In many countries there is a requirement for a downhole safety
valve (Surface Controlled Subsurface Safety Valve, SCSSV) as an
additional safety device for closing the flow path in the well
tubing. Because this valve is located in the production flow, it
must be operated by hydraulic fluid that is at a higher pressure
than the fluid used to actuate the Christmas tree valves. Thus,
there is a requirement for an additional system for supplying
high-pressure hydraulic fluid to the subsea installation.

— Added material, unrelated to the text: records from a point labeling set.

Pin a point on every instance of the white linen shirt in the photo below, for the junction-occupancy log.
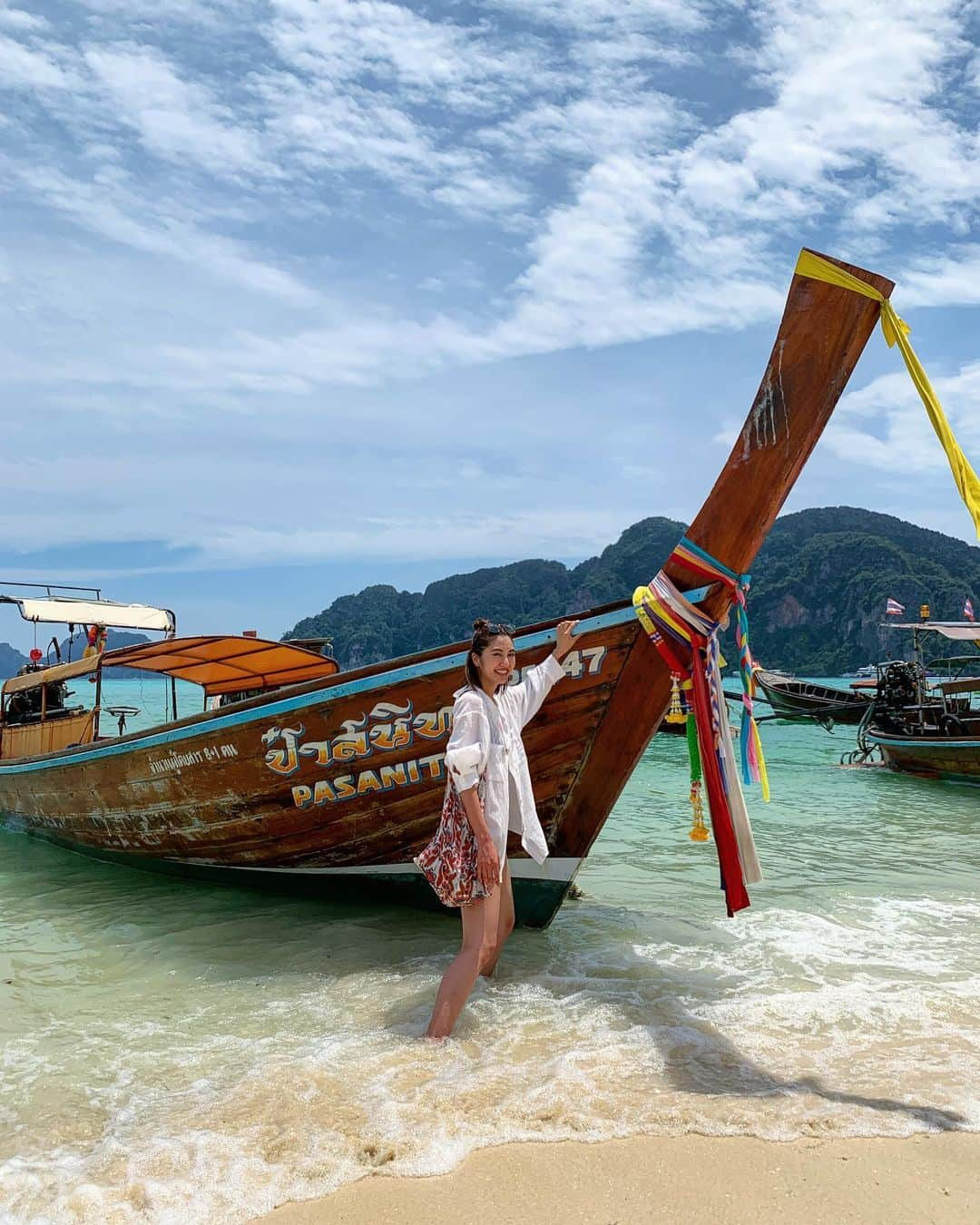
(486, 738)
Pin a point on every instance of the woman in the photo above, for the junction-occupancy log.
(487, 770)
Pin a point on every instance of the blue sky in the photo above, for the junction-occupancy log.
(297, 296)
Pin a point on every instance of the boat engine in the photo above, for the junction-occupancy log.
(899, 688)
(24, 706)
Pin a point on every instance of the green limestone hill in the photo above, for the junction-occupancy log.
(11, 661)
(816, 606)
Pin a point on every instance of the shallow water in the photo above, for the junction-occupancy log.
(181, 1053)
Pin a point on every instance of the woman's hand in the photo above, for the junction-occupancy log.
(487, 864)
(564, 639)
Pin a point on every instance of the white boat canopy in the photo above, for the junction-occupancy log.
(62, 610)
(959, 631)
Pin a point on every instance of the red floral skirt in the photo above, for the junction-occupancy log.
(448, 863)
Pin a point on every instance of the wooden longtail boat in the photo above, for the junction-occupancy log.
(928, 729)
(793, 699)
(336, 783)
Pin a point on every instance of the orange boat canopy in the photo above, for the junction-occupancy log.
(226, 664)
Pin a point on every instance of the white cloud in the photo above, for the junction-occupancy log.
(175, 119)
(28, 67)
(109, 209)
(951, 277)
(885, 424)
(17, 18)
(338, 163)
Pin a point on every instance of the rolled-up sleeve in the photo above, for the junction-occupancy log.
(469, 742)
(534, 688)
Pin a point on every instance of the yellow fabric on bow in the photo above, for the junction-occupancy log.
(896, 332)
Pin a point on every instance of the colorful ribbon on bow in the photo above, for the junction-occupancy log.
(688, 642)
(702, 564)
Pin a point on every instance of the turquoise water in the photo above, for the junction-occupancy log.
(181, 1054)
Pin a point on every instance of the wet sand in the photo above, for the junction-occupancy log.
(728, 1180)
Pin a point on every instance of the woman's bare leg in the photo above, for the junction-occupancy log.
(480, 920)
(505, 921)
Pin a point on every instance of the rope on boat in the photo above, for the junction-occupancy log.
(897, 332)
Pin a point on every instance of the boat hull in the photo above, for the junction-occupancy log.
(955, 759)
(343, 778)
(806, 700)
(333, 790)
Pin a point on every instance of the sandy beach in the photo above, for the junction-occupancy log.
(678, 1179)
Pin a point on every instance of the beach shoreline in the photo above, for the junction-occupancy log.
(676, 1179)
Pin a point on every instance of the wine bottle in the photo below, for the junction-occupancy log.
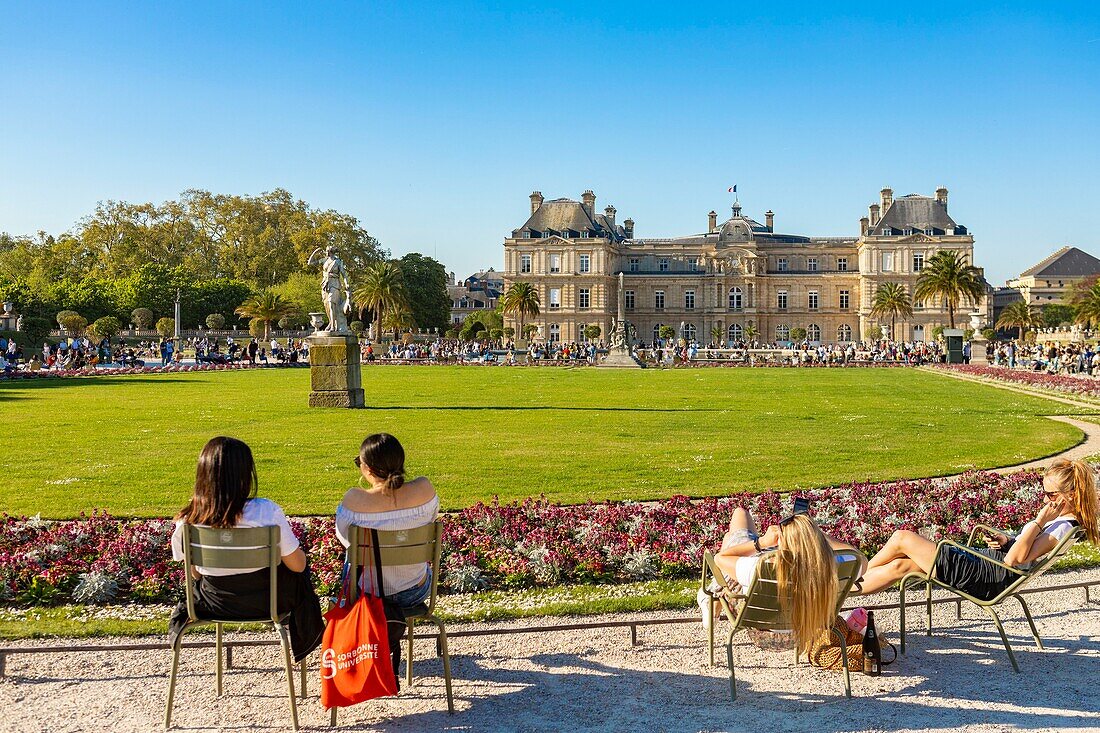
(872, 653)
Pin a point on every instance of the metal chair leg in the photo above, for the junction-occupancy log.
(217, 655)
(1031, 622)
(1004, 638)
(285, 639)
(729, 663)
(172, 680)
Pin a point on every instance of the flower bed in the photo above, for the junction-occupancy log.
(1079, 385)
(98, 559)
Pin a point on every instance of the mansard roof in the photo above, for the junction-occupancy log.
(1067, 262)
(915, 211)
(563, 215)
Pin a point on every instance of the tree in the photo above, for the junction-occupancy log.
(1021, 316)
(521, 301)
(166, 327)
(382, 286)
(947, 275)
(142, 318)
(426, 291)
(890, 302)
(265, 306)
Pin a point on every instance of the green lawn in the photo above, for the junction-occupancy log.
(129, 444)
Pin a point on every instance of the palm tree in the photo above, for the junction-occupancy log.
(947, 275)
(891, 299)
(1021, 316)
(520, 301)
(265, 306)
(382, 287)
(1087, 303)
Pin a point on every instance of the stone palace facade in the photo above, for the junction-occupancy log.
(735, 274)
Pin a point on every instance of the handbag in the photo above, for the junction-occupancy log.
(355, 654)
(825, 651)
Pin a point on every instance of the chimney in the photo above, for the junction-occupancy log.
(589, 199)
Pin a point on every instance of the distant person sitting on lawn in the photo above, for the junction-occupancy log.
(226, 496)
(1070, 501)
(389, 502)
(805, 567)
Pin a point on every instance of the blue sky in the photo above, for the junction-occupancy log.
(432, 122)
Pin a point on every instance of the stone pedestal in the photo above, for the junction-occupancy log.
(334, 375)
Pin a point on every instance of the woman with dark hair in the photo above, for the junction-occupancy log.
(389, 502)
(226, 496)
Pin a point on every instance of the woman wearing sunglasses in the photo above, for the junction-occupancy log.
(384, 500)
(1069, 492)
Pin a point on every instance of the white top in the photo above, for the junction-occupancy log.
(256, 513)
(396, 578)
(745, 569)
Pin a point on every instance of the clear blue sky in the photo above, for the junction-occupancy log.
(432, 122)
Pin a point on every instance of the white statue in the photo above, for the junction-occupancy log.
(336, 292)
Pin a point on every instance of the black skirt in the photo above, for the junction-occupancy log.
(245, 597)
(970, 575)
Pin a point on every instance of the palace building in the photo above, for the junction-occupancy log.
(737, 273)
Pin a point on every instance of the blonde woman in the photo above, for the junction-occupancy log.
(1069, 490)
(805, 568)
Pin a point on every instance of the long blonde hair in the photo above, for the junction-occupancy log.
(805, 571)
(1078, 482)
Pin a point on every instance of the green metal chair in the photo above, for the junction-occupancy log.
(1022, 579)
(242, 547)
(405, 547)
(759, 606)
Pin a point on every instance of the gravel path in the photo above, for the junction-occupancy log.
(958, 680)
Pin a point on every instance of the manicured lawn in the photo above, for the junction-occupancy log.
(129, 444)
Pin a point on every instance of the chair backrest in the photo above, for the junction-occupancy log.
(1044, 562)
(230, 549)
(761, 606)
(396, 547)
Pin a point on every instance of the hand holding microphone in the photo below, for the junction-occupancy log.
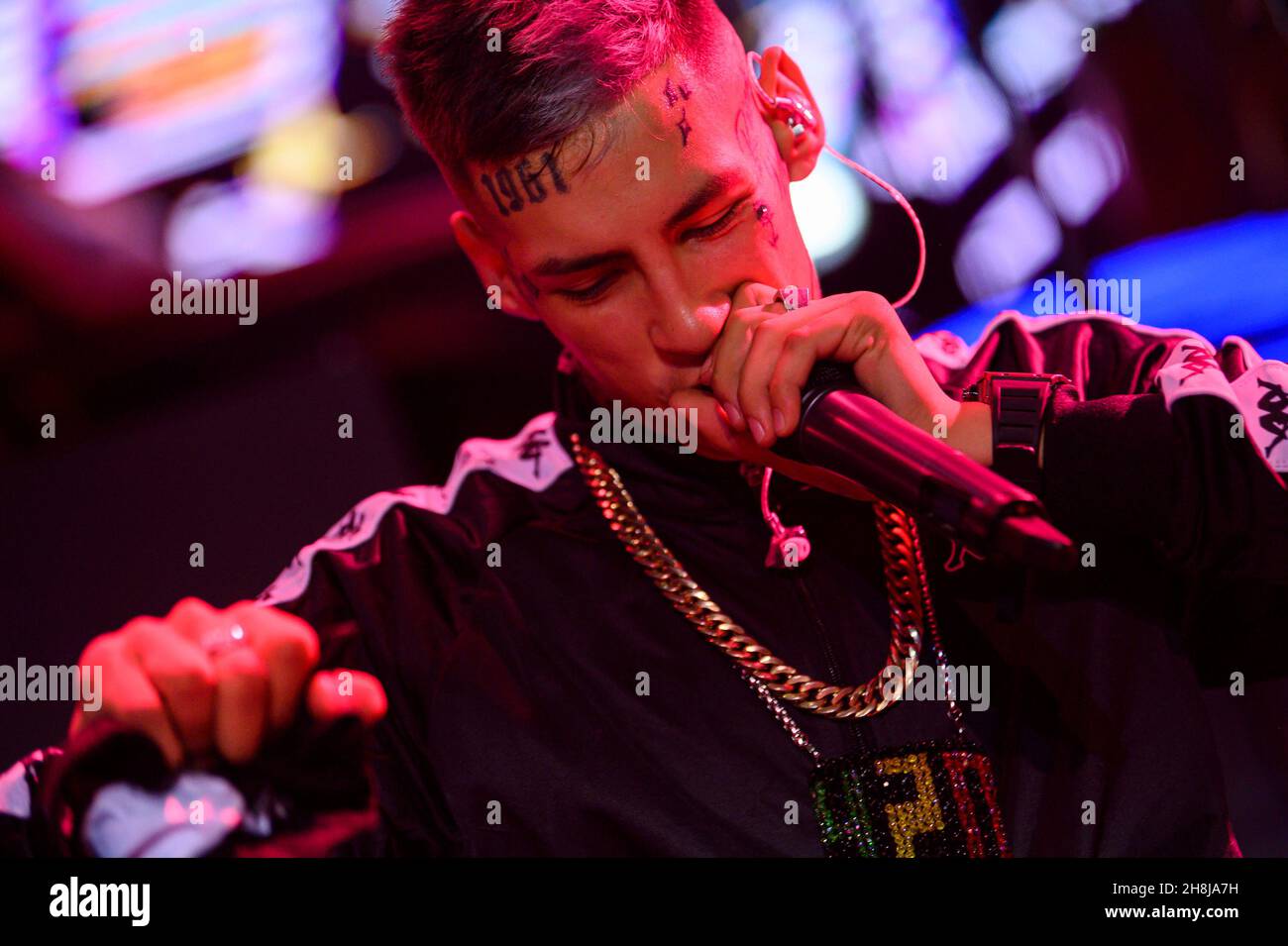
(764, 373)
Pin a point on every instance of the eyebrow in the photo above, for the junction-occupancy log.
(713, 187)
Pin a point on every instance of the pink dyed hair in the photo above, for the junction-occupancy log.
(562, 63)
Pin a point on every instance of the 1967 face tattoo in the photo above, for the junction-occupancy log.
(500, 184)
(632, 271)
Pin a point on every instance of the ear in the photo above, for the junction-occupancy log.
(782, 77)
(490, 264)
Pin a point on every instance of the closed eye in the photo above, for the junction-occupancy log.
(720, 226)
(591, 292)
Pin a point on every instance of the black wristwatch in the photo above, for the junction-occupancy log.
(1019, 403)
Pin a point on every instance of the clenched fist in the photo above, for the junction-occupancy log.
(748, 392)
(202, 681)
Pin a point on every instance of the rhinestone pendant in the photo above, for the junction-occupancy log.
(927, 799)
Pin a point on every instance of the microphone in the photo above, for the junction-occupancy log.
(851, 434)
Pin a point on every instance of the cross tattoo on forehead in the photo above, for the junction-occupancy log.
(675, 93)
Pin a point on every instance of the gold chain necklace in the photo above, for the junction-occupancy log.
(910, 604)
(934, 798)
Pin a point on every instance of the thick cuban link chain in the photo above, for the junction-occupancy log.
(905, 588)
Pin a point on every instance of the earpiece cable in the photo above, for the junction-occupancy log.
(752, 62)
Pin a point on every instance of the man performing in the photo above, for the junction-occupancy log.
(591, 643)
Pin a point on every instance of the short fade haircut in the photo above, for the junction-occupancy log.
(562, 63)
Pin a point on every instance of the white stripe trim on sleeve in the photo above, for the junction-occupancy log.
(533, 459)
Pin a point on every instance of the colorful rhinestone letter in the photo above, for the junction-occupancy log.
(931, 799)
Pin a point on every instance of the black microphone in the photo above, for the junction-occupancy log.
(851, 434)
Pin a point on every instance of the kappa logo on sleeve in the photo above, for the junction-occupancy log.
(1260, 392)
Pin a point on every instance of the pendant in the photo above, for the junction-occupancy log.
(926, 799)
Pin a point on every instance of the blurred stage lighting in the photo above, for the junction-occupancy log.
(1080, 164)
(1010, 239)
(1034, 48)
(832, 213)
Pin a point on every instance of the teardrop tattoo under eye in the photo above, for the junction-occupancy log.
(765, 218)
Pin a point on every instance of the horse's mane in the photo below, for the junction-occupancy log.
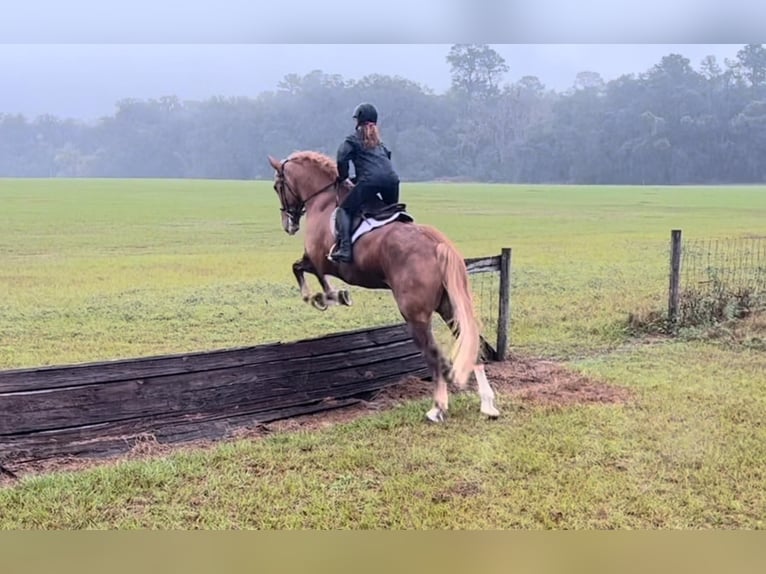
(320, 160)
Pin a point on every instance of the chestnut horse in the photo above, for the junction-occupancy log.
(417, 263)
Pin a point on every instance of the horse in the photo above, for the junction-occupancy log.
(418, 263)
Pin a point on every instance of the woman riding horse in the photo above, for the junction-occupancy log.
(375, 175)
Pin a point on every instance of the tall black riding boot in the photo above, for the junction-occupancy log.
(342, 252)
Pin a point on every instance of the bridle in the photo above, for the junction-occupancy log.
(282, 186)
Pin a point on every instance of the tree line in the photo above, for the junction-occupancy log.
(673, 124)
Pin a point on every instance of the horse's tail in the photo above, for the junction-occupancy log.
(465, 351)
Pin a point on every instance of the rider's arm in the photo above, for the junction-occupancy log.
(345, 154)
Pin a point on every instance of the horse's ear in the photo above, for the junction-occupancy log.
(275, 163)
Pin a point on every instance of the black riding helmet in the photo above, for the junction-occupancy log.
(365, 113)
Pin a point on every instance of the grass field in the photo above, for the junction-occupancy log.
(99, 269)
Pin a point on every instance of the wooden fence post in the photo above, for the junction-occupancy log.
(674, 289)
(504, 304)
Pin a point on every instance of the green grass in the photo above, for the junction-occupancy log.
(94, 270)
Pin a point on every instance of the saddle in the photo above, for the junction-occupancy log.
(373, 214)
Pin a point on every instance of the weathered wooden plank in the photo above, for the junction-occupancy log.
(118, 437)
(108, 442)
(191, 392)
(120, 370)
(482, 264)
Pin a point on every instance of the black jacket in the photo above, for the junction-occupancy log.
(372, 166)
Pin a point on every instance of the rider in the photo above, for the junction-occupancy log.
(374, 175)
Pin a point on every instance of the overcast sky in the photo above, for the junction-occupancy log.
(77, 58)
(85, 81)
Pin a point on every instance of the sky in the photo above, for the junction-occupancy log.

In order to control a subsea well, a connection must be established
between the well and a monitoring and control station. The
monitoring and control station may be located in a platform or
floating vessel near the subsea installation, or alternatively in a
more remote land station. The connection between the control
station and the subsea installation is usually established by
installing an umbilical between the two points. The umbilical may
include hydraulic lines for supplying hydraulic fluid to the
various hydraulic actuators located on or near the well. The
umbilical may also include electrical lines for supplying electric
power and also for communicating control signals to and/or from the
various monitoring and control devices located on or near the well.
The typical umbilical is a very complicated and expensive item. The
umbilical can cost several thousand U.S. dollars per meter of
length, and may be thousands of meters long.
For many years, electric valve actuators have been preferred in
land based industries, because electric actuators are more compact
than hydraulic actuators. Furthermore, most of the components of a
typical electric actuator, such as the electric motor and/or
gearbox, are readily available items that can be easily and
inexpensively procured from many manufacturers. In some
applications, electric actuators are seen as a good alternative to
hydraulic actuators because the ambient pressure does not affect
the required operating force of an electrically operated valve.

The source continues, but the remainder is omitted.